OFFIZIELLES ORGAN DES ZENTRALKOMITEESDER KOMMUNISTISCHEN PARTEI KUBAS

Ihr Einzug erfolgte durch den Hintereingang des Weißen Hauses. Den Medien wurde der Zutritt zur Zeremonie verweigert, obwohl dies – laut Trump – das Land wahrer Pressefreiheit ist. Neben dem republikanischen Gastgeber war nur sein Lakai Marco Rubio anwesend. 
So wurde eine weitere der zynischsten und beklagenswerten Taten unserer Zeit vollbracht: Die venezolanische Oppositionsführerin María Corina Machado überreichte ihrem Rivalen Donald Trump die Friedensnobelpreismedaille, die sie sich ihrer Meinung nach durch ihre Anstiftung zu Krieg und Terrorismus gegen Venezuela sowie durch alles, was die Trump-Regierung tat, „verdient“ hatte. Sie hat auch intensiv zur jüngsten Militäraktion und der Entführung von Präsident Nicolás Maduro und der Abgeordneten Cilia Flores am 3. Januar beigetragen. 
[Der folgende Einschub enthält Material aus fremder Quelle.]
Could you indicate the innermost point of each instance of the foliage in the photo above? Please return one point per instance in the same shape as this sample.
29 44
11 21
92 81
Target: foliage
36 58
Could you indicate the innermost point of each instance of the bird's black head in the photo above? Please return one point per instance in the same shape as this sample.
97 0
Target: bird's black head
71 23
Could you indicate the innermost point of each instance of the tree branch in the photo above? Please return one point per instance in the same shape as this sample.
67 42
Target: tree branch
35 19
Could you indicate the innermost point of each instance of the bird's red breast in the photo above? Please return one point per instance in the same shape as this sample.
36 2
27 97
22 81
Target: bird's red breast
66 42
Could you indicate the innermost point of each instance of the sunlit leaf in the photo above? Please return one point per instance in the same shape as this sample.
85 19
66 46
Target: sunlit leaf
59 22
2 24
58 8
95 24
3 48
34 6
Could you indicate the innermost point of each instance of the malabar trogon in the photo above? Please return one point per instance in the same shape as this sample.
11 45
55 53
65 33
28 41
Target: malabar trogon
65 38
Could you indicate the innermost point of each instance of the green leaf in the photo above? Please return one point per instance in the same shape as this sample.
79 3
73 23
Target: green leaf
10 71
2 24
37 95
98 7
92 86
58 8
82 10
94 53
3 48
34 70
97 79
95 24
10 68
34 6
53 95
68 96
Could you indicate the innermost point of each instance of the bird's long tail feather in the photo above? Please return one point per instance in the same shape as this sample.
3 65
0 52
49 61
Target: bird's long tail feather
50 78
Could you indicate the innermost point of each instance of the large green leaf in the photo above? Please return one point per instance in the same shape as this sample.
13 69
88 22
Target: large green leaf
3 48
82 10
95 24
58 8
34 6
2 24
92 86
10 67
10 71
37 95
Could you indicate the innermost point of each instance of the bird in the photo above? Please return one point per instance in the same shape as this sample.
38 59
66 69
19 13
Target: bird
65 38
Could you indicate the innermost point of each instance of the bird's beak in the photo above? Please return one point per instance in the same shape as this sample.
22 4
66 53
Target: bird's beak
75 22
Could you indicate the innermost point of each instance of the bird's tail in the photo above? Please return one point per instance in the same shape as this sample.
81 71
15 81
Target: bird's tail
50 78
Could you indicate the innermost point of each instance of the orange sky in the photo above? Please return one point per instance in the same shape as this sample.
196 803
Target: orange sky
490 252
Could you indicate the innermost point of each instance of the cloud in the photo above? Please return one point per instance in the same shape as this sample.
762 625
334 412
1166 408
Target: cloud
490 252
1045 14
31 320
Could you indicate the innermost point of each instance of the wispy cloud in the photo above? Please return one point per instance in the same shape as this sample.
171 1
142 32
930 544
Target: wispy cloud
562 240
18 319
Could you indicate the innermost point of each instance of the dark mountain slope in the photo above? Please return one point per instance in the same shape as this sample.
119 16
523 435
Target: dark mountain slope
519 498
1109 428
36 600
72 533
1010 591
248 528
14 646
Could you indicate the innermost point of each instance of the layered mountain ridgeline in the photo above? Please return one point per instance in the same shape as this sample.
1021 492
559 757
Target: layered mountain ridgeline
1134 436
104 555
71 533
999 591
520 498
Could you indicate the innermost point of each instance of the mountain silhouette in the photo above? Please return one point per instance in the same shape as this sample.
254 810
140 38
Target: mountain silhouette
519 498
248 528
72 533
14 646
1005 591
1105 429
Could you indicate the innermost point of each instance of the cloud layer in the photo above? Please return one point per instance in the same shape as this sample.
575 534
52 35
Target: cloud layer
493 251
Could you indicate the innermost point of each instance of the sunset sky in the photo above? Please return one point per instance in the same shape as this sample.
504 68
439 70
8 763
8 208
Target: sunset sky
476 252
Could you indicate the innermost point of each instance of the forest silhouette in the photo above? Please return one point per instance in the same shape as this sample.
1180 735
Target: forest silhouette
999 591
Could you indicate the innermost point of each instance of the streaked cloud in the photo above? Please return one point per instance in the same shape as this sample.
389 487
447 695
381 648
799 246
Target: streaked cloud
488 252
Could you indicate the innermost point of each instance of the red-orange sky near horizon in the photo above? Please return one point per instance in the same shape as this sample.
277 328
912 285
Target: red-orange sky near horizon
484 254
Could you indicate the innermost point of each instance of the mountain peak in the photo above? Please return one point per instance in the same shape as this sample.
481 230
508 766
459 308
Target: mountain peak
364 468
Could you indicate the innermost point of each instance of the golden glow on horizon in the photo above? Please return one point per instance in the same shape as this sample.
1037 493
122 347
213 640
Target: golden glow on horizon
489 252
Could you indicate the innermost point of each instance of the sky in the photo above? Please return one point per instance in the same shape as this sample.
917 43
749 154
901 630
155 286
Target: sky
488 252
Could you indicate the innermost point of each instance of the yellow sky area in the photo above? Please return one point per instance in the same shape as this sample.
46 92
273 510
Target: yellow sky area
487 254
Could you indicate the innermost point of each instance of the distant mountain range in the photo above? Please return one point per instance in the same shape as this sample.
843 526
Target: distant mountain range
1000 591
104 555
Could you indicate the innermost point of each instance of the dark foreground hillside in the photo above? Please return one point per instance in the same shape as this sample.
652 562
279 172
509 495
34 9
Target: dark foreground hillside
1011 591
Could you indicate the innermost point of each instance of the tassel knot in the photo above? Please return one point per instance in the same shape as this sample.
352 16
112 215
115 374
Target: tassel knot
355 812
Bei der heimlichen Zeremonie applaudierte Marco Rubio, vielleicht mit der heimlichen Genugtuung, wie Trump eine solche Geste zu verdienen – so heuchlerisch und bar jeder Ethik sie auch gewesen sein mag.. 
Erinnern wir uns daran, dass dem Nobelpreis mit er jüngsten Nominierung – der von Corina – ein „Gnadenstoß“ versetzt wurde, der ihn immer weniger glaubwürdig macht.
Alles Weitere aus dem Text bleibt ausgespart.